In [389]:
# Import packages needed to run code
import sys
import importlib
import plotly
import random
from statistics import mean, stdev

sys.path.append('../source') # module path
import pig
import visualisation
importlib.reload(pig) # avoid restarting kernel in each module modification
importlib.reload(visualisation)

# Import specific class and functions
from pig import Pig
from visualisation import plot_pig_policy, plot_reachable_states

Find optimal policy using value iteration

In [2]:
result_pig = Pig(T=100)
result_pig.value_iteration(tol=1e-6)

Define hold at twenty and optimal policy functions

In [376]:
def hold_at_twenty(i, j, k):
    if k < 20:
        return 'roll'
    else:
        return 'hold'

In [308]:
def optimal_policy(i, j, k):
        return result_pig.policy[i, j, k]

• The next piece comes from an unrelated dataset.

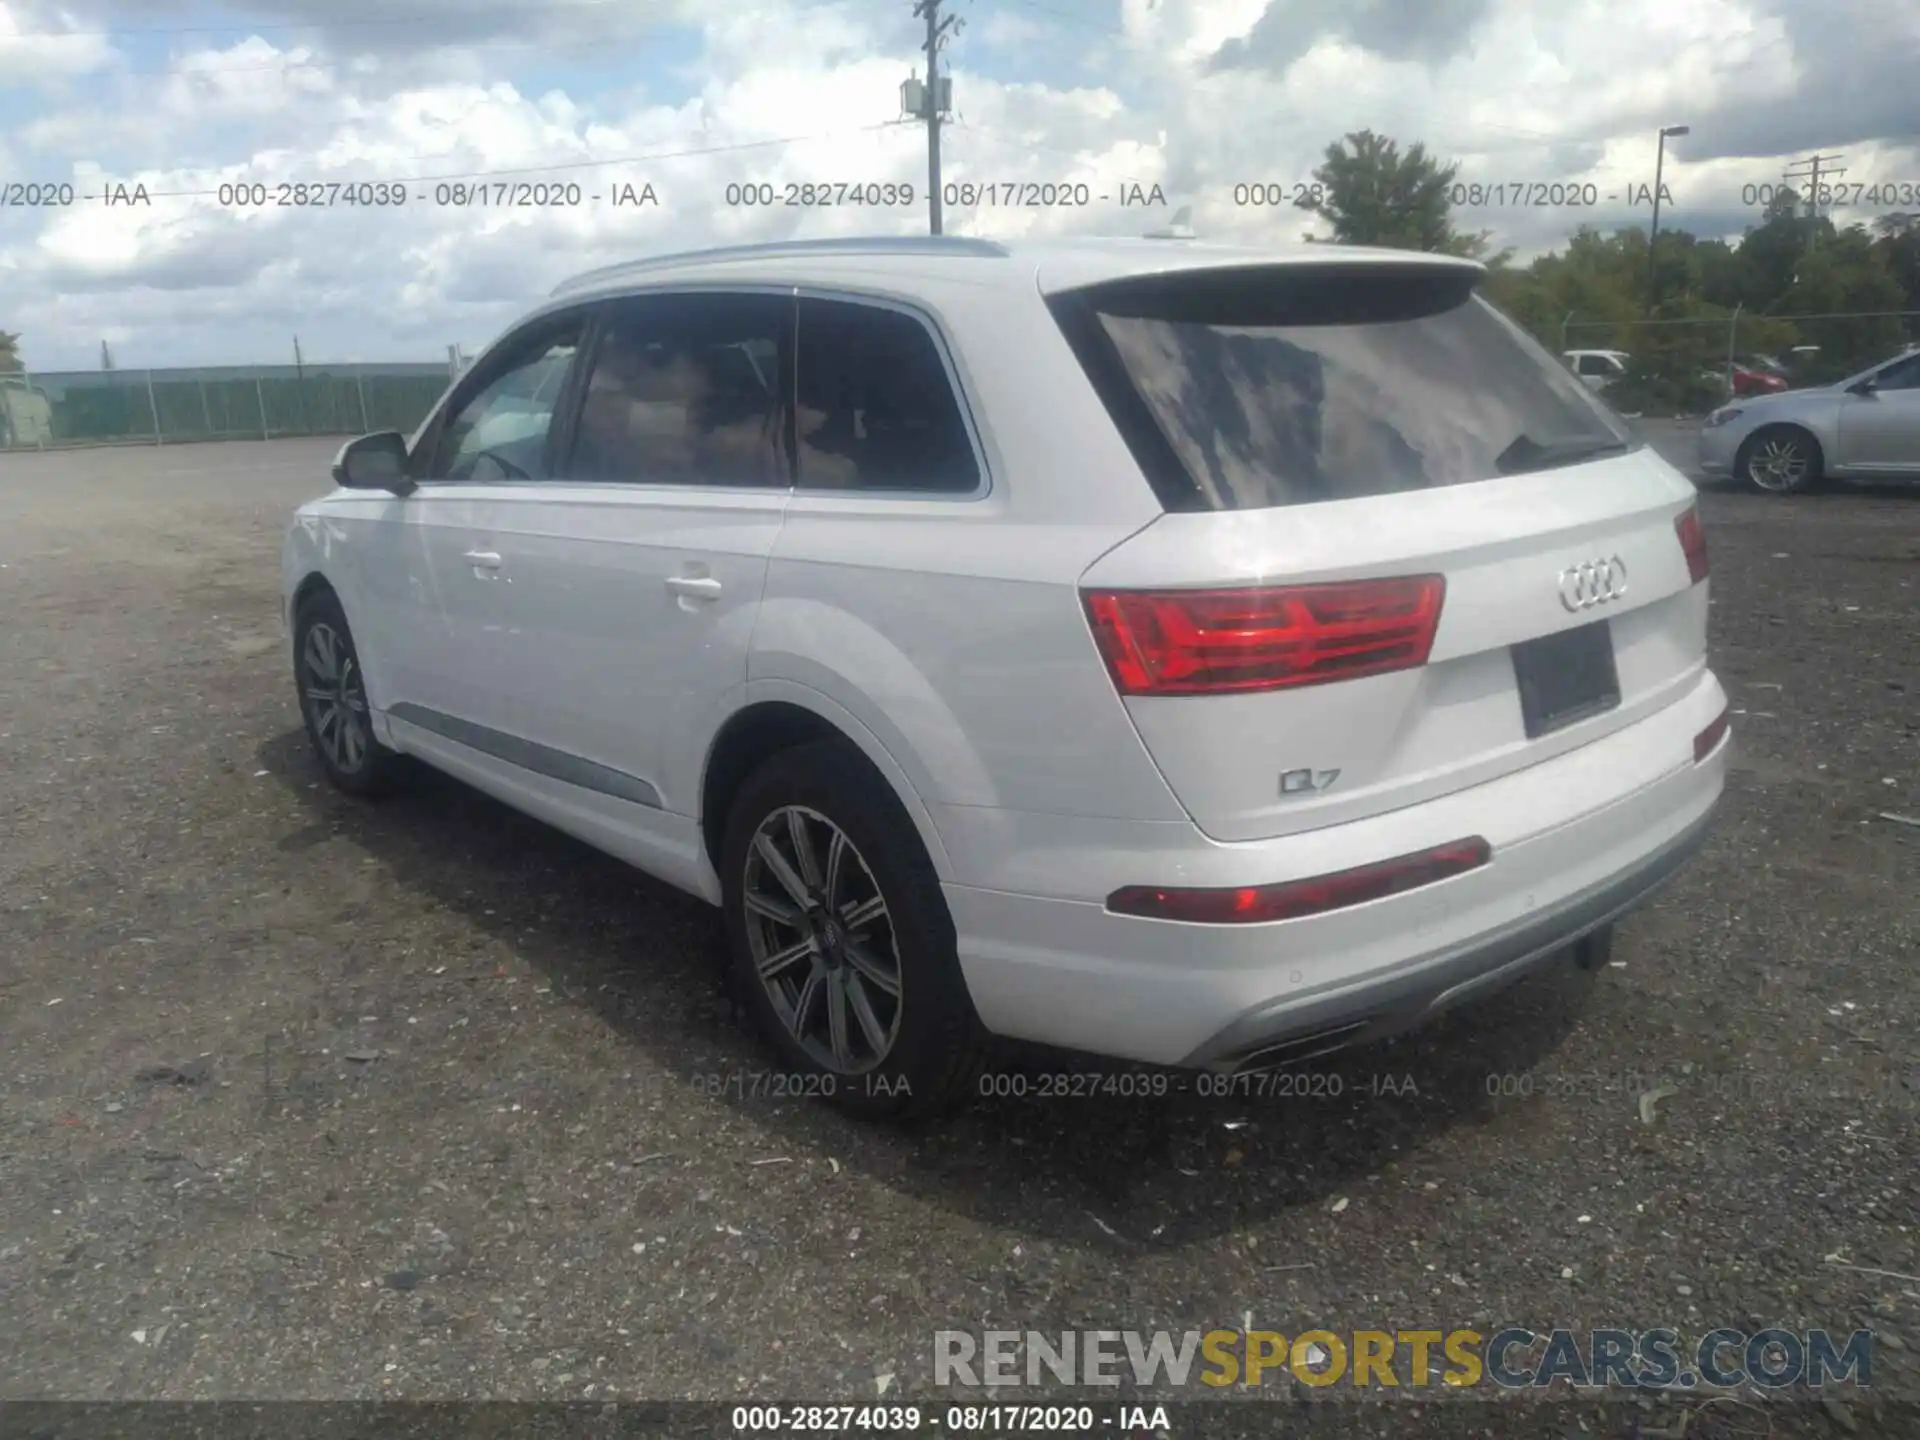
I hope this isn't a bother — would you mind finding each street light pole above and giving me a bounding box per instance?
[1646,124,1689,314]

Pig game and tournament functions. Tournament is for comparing the optimal policy with itself and the hold at twenty policy, varying which policy goes first. This is done by simulating $n$ games for optimal vs optimal, optimal vs hold at twenty where optimal goes first, and optimal vs hold at twenty where hold at twenty goes first. The proportion of times that the strategy goes first wins is then calculated, and used to estimate the probability that it wins.

In [346]:
def game(strats):
    scores = [0, 0]
    while max(scores) < 100:
        for i in range(2):
            round_score = 0
            roll = 0
            policy = strats[i]
            while policy(scores[i], scores[1-i], round_score) == 'roll' and roll != 1:
                roll = random.sample([1,2,3,4,5,6], 1)[0]
                round_score = (roll !=  1) * (round_score + roll)
                if scores[i] + round_score >= 100 and roll != 1:
                    return i
            scores[i] = scores[i] + round_score

In [377]:
def tournament(n):
    opt_v_opt = [1-game([optimal_policy, optimal_policy]) for i in range(n)]
    opt_v_hold = [1-game([optimal_policy, hold_at_twenty]) for i in range(n)]
    hold_v_opt = [1-game([hold_at_twenty, optimal_policy]) for i in range(n)]
    return([mean(opt_v_opt), mean(opt_v_hold), mean(hold_v_opt)])

Simulate 10000 games in each scenario and get point estimates of probabilities. The report gives $[0.5306, 0.5874, 0.4776]$ for the probabilities of optimal winning against optimal if it goes first, optimal winning against hold at twenty if it goes first, and hold at twenty winning against optimal if it goes first respectively.

In [383]:
PI_simulation = tournament(10000)

In [384]:
PI_simulation

[0.5302, 0.5665, 0.4943]

So the point estimate for optimal vs optimal matches that in the paper, while the point estimates for the optimal policy beating the hold at twenty policy is slightly too high regardless of which policy goes first compared to the results from the paper. The method used in the paper is unclear, as simulation is not mentioned and they describe doing 'the same technique' as before. Explore this further by calculating 95% confidence intervals for each probability. Calculate point intervals based on $1000$ games $100$ times to calculate confidence intervals.

In [385]:
N = 100
CI_simulation = [tournament(1000) for i in range(100)]

In [388]:
z = 1.96
means = [mean([CI_simulation[i][j] for i in range(N)]) for j in range(3)]
sds = [stdev([CI_simulation[i][j] for i in range(N)]) for j in range(3)]
CIs = [[means[i]+u*z*sds[i]/N**(1/2) for u in [-1, 1]] for i in range(3)]

In [387]:
CIs

[[0.5292358523338704, 0.5347041476661297],
 [0.5785143529153822, 0.5846056470846177],
 [0.47507128551777505, 0.48154871448222497]]

So the probability for optimal vs optimal in the paper falls into this interval, and the other two probabilities from the paper don't.